Tillman, Marie. The Letter. Grand Central. Jun. 2012. 200p. ISBN 9780446571456. $23.99; lrg. prnt. MEMOIR
After enlisting in the U.S. Army, NFL star Tillman wrote a letter to his wife, to be opened in case he was killed in action. As we know, Tillman died in Afghanistan in 2004, and his wife explains how that letter got her through the years of mourning. She also chronicles how she sought relief through career, travel, and, finally, her decision to head the Pat Tillman Foundation. Inspirational.
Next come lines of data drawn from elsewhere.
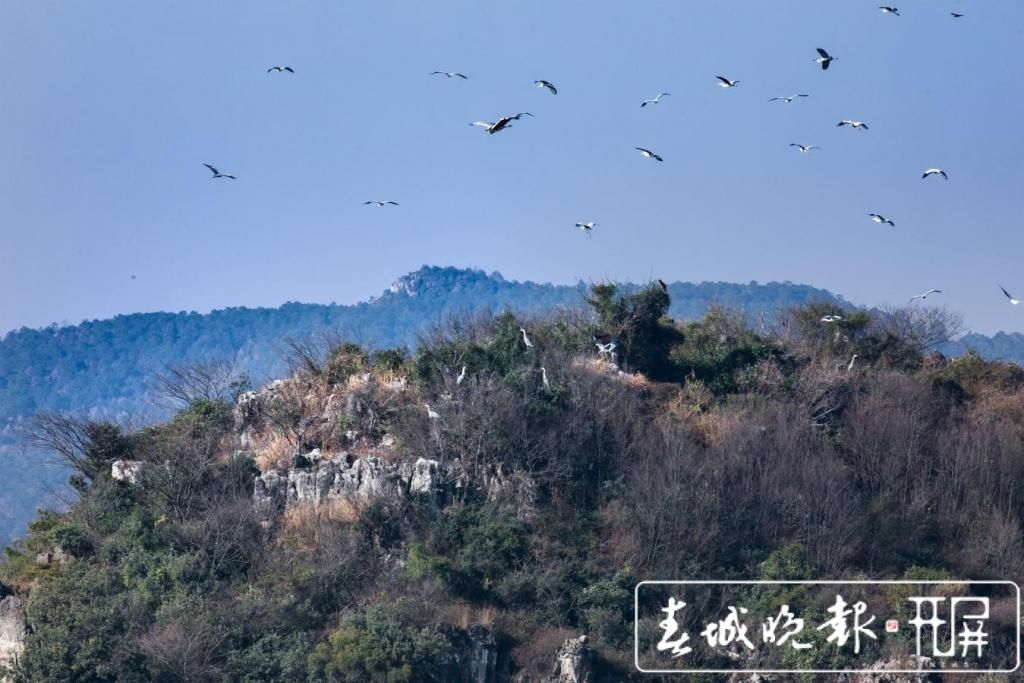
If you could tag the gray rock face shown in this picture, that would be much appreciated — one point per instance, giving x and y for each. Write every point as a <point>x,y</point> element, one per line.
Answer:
<point>314,479</point>
<point>11,631</point>
<point>126,470</point>
<point>574,663</point>
<point>482,664</point>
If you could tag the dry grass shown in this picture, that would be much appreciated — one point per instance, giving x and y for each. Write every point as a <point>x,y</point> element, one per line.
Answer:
<point>273,453</point>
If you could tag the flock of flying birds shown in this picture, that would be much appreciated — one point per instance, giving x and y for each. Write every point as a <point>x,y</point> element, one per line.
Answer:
<point>824,60</point>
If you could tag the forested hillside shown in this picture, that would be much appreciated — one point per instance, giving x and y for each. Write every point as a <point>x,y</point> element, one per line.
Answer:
<point>107,369</point>
<point>470,509</point>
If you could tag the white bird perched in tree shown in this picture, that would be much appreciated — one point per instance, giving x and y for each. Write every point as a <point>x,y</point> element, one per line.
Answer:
<point>925,295</point>
<point>853,124</point>
<point>648,154</point>
<point>505,121</point>
<point>654,100</point>
<point>218,174</point>
<point>547,84</point>
<point>587,227</point>
<point>823,58</point>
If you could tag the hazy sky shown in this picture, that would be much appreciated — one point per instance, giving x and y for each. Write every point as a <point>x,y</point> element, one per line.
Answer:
<point>109,111</point>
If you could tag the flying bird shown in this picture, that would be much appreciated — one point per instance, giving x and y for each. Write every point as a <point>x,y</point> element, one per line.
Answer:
<point>648,154</point>
<point>654,100</point>
<point>505,121</point>
<point>547,84</point>
<point>587,227</point>
<point>218,174</point>
<point>924,296</point>
<point>824,58</point>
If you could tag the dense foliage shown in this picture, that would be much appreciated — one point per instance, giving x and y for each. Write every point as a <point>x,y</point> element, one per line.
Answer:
<point>107,369</point>
<point>740,454</point>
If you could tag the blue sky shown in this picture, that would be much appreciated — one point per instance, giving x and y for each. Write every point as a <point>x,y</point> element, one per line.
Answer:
<point>110,110</point>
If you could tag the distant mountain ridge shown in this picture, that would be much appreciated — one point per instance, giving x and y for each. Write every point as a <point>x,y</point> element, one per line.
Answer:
<point>105,368</point>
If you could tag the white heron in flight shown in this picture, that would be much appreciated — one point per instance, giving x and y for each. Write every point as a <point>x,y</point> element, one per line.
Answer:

Wolf, Naomi. Vagina: A New Biography. Ecco: HarperCollins. Jun. 2012. 352p. ISBN 9780061989162. $27.99; eISBN 9780062096968. SOCIAL SCIENCE
Like Wolf’s classic The Beauty Myth, this work explores the juncture of women’s bodies and women’s lives. Looking into the relationship between sex and creativity, Wolf discovered a wealth of evidence showing that the vagina is not just flesh but intimately bound to the female brain and hence female consciousness, which has made the historical control of the female body crippling in every sense. Wolf is always provocative and always a best seller. With a 60,000-copy first printing and an author tour including Boston, Chicago, Los Angeles, Minneapolis, New York, San Francisco, and Washington, DC, and upon request.